Nota: A infusão deve ser feita em 30-60 minutos para minimizar reações adversas.
Efeitos Adversos
- Comuns: Diarreia, cefaleia, tontura.
- Ocasional:
- Elevação dose-dependente de CPK (associada a miopatia).
- Prolongamento falso do INR (sem efeito anticoagulante in vivo).
- Raros:
- Rabdomiólise.
- Neuropatia periférica.
- Pneumonia eosinofílica (pode levar à insuficiência respiratória).
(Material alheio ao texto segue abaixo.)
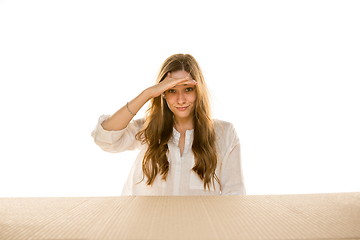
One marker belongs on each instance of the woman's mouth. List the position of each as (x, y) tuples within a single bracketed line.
[(182, 108)]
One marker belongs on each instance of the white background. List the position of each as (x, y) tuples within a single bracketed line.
[(285, 73)]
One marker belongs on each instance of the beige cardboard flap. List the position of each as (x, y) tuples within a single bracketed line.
[(308, 216)]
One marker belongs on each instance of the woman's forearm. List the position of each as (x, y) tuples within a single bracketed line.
[(120, 119)]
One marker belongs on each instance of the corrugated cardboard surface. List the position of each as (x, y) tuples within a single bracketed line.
[(308, 216)]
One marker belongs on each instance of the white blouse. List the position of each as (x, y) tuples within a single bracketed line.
[(181, 180)]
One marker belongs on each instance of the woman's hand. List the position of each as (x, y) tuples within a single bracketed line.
[(168, 83)]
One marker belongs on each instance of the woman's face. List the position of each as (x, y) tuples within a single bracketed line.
[(181, 98)]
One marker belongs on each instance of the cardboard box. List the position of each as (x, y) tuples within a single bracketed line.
[(305, 216)]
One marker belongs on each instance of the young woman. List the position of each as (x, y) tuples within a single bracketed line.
[(183, 151)]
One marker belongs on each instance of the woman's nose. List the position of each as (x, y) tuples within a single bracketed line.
[(181, 98)]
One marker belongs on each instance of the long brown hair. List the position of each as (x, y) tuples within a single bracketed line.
[(159, 124)]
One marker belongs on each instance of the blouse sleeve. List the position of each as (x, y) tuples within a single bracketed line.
[(231, 175), (117, 141)]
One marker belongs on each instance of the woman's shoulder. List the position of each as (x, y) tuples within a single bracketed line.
[(222, 124)]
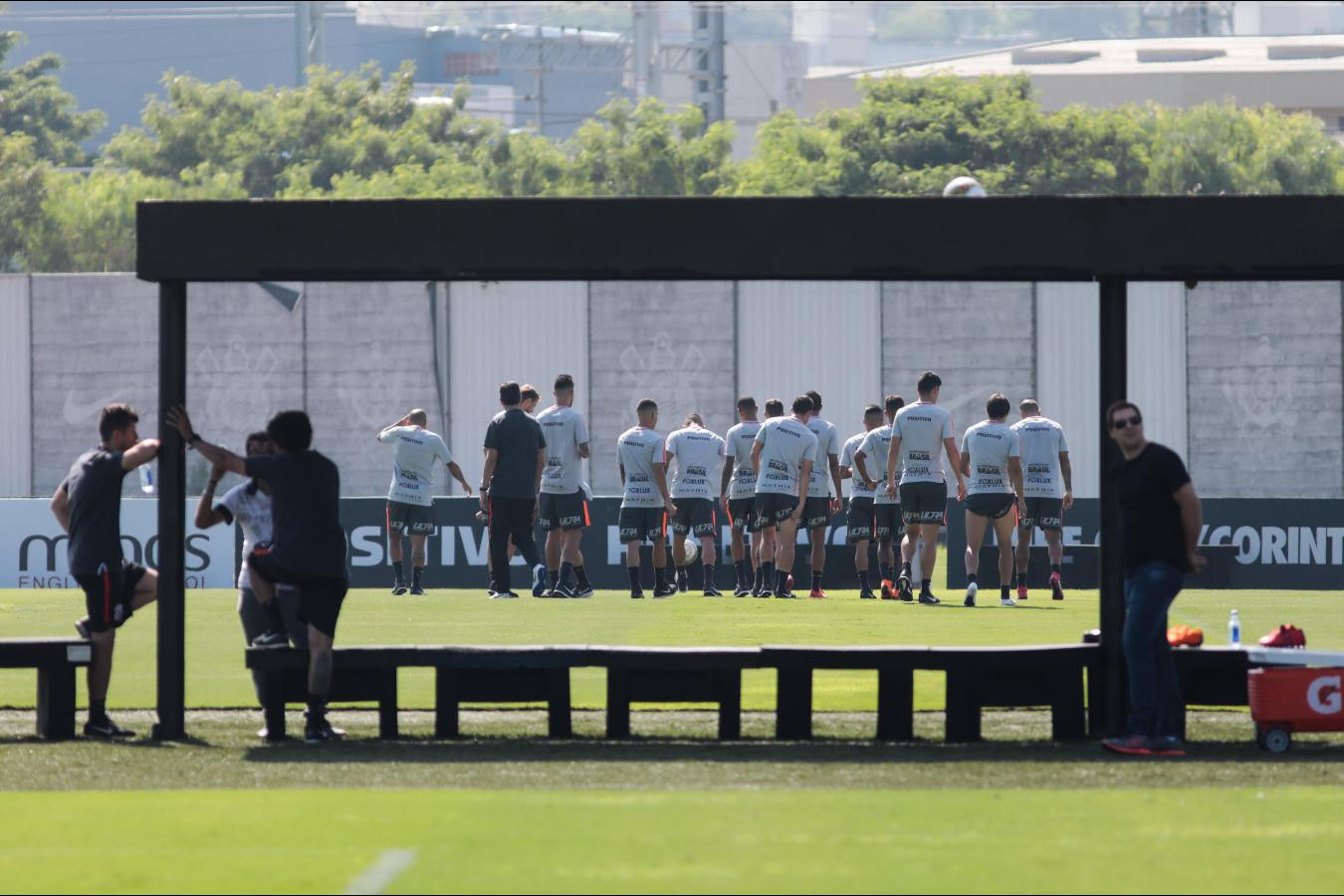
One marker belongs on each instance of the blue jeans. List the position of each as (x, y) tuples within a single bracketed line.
[(1155, 699)]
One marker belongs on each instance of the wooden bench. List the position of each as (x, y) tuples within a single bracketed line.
[(56, 662), (674, 675), (463, 675)]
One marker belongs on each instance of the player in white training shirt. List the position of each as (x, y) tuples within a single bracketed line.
[(647, 502), (411, 500), (1049, 492), (991, 458), (920, 436), (784, 455), (823, 499), (698, 455), (872, 464), (737, 493), (859, 519), (562, 503)]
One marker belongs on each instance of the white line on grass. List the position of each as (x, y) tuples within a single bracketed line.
[(381, 875)]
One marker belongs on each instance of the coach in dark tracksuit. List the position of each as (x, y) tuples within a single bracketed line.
[(515, 457)]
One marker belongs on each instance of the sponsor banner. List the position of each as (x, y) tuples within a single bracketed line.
[(33, 547), (1275, 543)]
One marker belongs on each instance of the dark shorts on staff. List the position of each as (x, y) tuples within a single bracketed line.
[(566, 512), (108, 594), (638, 524), (411, 519), (320, 598)]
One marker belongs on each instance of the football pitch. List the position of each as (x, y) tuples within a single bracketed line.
[(504, 811)]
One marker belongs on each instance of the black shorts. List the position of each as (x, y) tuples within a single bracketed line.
[(108, 594), (638, 524), (816, 514), (859, 520), (992, 504), (1048, 514), (695, 516), (565, 512), (924, 503), (742, 515), (320, 598), (411, 519), (775, 508), (886, 520)]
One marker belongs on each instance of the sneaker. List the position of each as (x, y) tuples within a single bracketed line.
[(107, 729), (273, 639), (1129, 745)]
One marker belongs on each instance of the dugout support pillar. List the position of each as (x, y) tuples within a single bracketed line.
[(1113, 348), (173, 518)]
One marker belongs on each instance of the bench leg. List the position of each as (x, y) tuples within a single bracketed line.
[(896, 705), (387, 729), (560, 721), (793, 705), (57, 702), (447, 703), (273, 703), (617, 705), (1068, 718), (963, 708), (730, 705)]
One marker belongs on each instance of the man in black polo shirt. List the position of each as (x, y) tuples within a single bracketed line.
[(1160, 522), (515, 458), (307, 550), (88, 506)]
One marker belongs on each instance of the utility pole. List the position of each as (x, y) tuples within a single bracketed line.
[(310, 38), (707, 46)]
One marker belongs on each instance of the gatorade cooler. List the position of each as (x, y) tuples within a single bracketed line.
[(1289, 700)]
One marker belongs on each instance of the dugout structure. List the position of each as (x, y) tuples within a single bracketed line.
[(1059, 238)]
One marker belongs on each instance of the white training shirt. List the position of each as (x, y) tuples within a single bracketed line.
[(697, 455), (413, 471), (990, 447), (857, 488), (565, 432), (737, 449), (877, 448), (785, 445), (249, 507), (828, 445), (923, 428), (639, 449), (1042, 444)]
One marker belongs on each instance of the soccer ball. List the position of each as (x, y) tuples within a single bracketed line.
[(964, 187)]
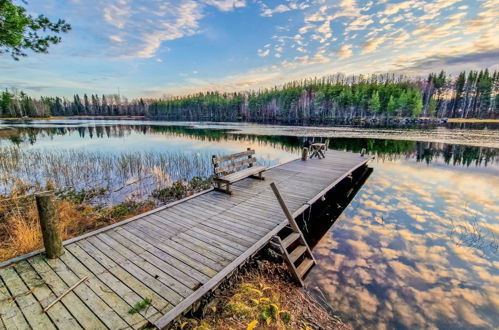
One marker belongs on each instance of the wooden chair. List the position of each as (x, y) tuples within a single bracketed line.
[(232, 168)]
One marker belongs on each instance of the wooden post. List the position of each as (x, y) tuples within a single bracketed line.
[(249, 157), (47, 214), (304, 154)]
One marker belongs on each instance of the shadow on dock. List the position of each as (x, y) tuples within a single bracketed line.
[(316, 221)]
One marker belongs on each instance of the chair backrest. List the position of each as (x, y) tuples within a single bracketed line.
[(233, 162)]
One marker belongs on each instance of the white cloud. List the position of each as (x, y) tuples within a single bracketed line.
[(344, 52), (145, 26), (117, 14), (115, 38), (226, 5), (263, 53), (372, 44), (267, 12)]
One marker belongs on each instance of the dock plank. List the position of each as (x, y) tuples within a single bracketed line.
[(172, 255)]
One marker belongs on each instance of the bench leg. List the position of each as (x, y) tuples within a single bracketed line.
[(258, 176)]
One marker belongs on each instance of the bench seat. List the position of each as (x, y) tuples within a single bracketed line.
[(236, 176), (228, 169)]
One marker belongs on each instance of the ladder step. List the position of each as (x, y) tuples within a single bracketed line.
[(304, 266), (290, 239), (300, 249)]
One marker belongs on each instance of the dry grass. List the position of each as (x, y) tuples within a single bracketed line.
[(6, 132), (20, 232), (472, 120), (264, 298)]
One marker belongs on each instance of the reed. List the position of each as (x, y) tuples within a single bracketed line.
[(122, 175)]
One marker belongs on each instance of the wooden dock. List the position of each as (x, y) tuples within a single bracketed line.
[(173, 255)]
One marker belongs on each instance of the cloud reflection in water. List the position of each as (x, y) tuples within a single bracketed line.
[(389, 261)]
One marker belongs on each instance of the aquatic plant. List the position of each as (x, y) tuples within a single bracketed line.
[(83, 174)]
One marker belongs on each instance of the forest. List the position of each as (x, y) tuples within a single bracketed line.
[(473, 94)]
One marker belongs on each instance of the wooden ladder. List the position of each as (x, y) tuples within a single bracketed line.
[(294, 248)]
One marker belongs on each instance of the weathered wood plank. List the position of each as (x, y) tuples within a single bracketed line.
[(186, 283), (117, 303), (103, 311), (121, 287), (11, 315), (24, 298), (139, 265), (71, 301), (179, 260), (58, 314), (136, 283), (233, 156)]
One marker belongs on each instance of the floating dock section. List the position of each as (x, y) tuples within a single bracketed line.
[(171, 256)]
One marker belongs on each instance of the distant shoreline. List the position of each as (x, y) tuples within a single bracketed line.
[(449, 120)]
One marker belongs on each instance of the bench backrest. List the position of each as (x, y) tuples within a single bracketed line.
[(233, 162)]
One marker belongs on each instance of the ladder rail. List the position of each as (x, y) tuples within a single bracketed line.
[(306, 256)]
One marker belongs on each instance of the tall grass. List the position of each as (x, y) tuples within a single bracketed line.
[(122, 175)]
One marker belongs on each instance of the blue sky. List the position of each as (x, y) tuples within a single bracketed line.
[(153, 48)]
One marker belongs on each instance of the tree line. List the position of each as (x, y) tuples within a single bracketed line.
[(473, 94), (19, 104)]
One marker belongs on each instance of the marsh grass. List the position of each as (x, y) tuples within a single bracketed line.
[(121, 176), (473, 234), (263, 297), (20, 230)]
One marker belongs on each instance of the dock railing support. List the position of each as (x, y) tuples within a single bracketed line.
[(47, 213), (304, 154), (300, 259), (289, 216)]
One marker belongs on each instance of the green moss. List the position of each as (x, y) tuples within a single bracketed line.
[(141, 305)]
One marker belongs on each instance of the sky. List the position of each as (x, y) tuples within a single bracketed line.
[(160, 48)]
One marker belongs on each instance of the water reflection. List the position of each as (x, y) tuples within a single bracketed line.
[(67, 136), (395, 257), (392, 261)]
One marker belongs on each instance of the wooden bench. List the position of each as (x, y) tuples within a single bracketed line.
[(232, 168)]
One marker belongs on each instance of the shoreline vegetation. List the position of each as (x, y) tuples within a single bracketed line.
[(473, 94), (78, 212), (124, 117), (262, 296)]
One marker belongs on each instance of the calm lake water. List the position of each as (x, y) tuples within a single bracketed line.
[(416, 248)]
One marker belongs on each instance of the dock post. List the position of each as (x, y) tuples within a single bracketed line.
[(47, 214), (304, 154)]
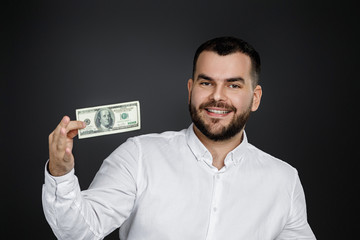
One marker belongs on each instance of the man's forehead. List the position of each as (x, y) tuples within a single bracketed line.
[(223, 67)]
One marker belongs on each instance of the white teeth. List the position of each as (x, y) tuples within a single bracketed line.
[(218, 111)]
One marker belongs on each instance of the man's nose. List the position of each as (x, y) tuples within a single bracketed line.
[(219, 93)]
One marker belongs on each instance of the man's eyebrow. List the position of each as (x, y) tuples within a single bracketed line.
[(233, 79), (203, 76)]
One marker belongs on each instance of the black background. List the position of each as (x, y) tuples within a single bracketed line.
[(57, 56)]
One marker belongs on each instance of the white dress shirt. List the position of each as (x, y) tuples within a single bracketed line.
[(164, 187)]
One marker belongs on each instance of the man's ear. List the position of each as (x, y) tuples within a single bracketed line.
[(256, 98), (190, 84)]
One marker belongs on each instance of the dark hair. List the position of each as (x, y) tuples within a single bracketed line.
[(227, 45)]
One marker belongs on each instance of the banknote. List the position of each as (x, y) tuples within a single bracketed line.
[(109, 119)]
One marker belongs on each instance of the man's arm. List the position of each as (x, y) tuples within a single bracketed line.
[(94, 213), (297, 226)]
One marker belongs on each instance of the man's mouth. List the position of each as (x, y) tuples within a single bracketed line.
[(216, 111)]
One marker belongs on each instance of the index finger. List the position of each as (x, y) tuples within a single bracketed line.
[(75, 125)]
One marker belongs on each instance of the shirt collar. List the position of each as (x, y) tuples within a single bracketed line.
[(201, 152)]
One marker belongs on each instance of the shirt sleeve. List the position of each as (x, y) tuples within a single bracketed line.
[(96, 212), (297, 226)]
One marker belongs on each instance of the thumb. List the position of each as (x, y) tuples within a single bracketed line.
[(68, 156)]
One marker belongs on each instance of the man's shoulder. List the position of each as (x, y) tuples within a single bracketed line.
[(155, 138), (268, 161)]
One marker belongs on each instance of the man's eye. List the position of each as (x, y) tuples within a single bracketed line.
[(234, 86), (205, 83)]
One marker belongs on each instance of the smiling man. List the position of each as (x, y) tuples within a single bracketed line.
[(204, 182)]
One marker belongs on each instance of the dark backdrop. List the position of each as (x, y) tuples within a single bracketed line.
[(57, 56)]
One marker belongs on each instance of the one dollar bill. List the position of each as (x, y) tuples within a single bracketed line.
[(109, 119)]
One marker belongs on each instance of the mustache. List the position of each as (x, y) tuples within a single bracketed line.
[(217, 104)]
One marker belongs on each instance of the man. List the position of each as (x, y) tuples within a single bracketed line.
[(104, 120), (204, 182)]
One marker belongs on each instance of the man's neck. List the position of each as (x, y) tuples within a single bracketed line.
[(219, 149)]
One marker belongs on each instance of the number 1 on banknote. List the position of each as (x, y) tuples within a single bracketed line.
[(109, 119)]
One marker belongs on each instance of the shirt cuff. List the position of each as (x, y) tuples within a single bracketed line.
[(54, 184)]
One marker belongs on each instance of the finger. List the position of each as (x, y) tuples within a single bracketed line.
[(68, 157), (63, 124), (64, 121), (72, 133), (75, 125), (61, 140)]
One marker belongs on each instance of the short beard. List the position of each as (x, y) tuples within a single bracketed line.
[(227, 132)]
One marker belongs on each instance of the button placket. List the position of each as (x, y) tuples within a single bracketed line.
[(214, 206)]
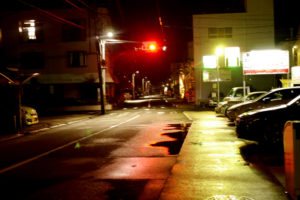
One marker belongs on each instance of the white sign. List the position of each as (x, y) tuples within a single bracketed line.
[(266, 62), (212, 75), (210, 62), (296, 73), (232, 56)]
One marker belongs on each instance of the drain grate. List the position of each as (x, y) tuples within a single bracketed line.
[(179, 135)]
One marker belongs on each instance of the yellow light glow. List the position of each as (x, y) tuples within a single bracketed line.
[(152, 47), (110, 34), (210, 62), (219, 51)]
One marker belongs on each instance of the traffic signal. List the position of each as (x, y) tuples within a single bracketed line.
[(150, 46)]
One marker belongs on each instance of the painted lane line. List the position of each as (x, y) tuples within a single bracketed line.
[(63, 146), (187, 116)]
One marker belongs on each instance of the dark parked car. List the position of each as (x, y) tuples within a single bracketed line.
[(266, 125), (274, 97), (224, 105)]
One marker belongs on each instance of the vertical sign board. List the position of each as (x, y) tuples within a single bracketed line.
[(232, 56), (296, 74), (266, 62)]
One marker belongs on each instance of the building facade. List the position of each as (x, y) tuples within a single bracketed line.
[(61, 46), (250, 29)]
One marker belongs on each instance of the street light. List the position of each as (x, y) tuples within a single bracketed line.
[(219, 52), (133, 84), (143, 84), (100, 46)]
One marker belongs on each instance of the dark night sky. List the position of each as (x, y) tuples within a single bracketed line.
[(137, 20)]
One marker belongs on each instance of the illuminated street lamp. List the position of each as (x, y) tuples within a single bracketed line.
[(100, 46), (133, 83), (219, 52), (143, 84)]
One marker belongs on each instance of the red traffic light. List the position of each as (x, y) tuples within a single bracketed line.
[(150, 46)]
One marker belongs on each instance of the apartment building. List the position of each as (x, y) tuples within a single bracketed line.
[(61, 46)]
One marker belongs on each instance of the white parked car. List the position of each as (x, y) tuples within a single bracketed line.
[(29, 115)]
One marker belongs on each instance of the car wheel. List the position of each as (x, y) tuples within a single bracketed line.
[(272, 133)]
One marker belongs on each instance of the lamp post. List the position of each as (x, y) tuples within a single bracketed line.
[(219, 52), (100, 47), (19, 84), (143, 84), (133, 84)]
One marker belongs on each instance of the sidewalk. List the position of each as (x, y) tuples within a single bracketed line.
[(210, 166)]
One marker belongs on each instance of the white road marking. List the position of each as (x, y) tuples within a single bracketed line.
[(63, 146), (187, 116)]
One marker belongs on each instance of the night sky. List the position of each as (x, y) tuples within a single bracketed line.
[(138, 20)]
- Elevações de enzimas hepáticas (fosfatase alcalina, LDH).
Interações Medicamentosas
- Estatinas: Recomenda-se suspender durante o tratamento com daptomicina devido ao risco de miopatia.
- Varfarina, tobramicina, aztreonam e probenecida: Sem interações significativas conhecidas.
Resistência Bacteriana
- Enterococcus faecium com mutações liaFSR podem apresentar falha terapêutica apesar da suscetibilidade in vitro.
- Resistência ao S. aureus tem sido relatada em pacientes com infecções de alto inóculo ou exposição prévia à vancomicina.
- 80% dos isolados de VISA (Staphylococcus aureus com resistência intermediária à vancomicina) demonstraram resistência à daptomicina.
Farmacocinética e Farmacodinâmica
- Absorção: Má absorção oral.
- Excreção: 78% excretada inalterada na urina.
- Ligação proteica: 92%.
- Meia-vida: 8,1 horas.
- Distribuição:
- Penetração mínima no SNC.
- Baixa penetração óssea (apesar de sucesso clínico na osteomielite).
- Alta concentração na corrente sanguínea e tecidos moles.
Uso na Gravidez e Lactação
- Gravidez: Categoria B (segura em modelos animais, sem teratogenicidade).
- Lactação: Excretada no leite materno, mas com baixa exposição ao lactente.
Considerações Finais
A daptomicina é uma opção eficaz para infecções graves por Gram-positivos resistentes. No entanto, deve ser utilizada com cautela em infecções de alto inóculo e em pacientes com risco de resistência. Seu uso adequado e monitoramento laboratorial são essenciais para garantir eficácia terapêutica e minimizar toxicidades.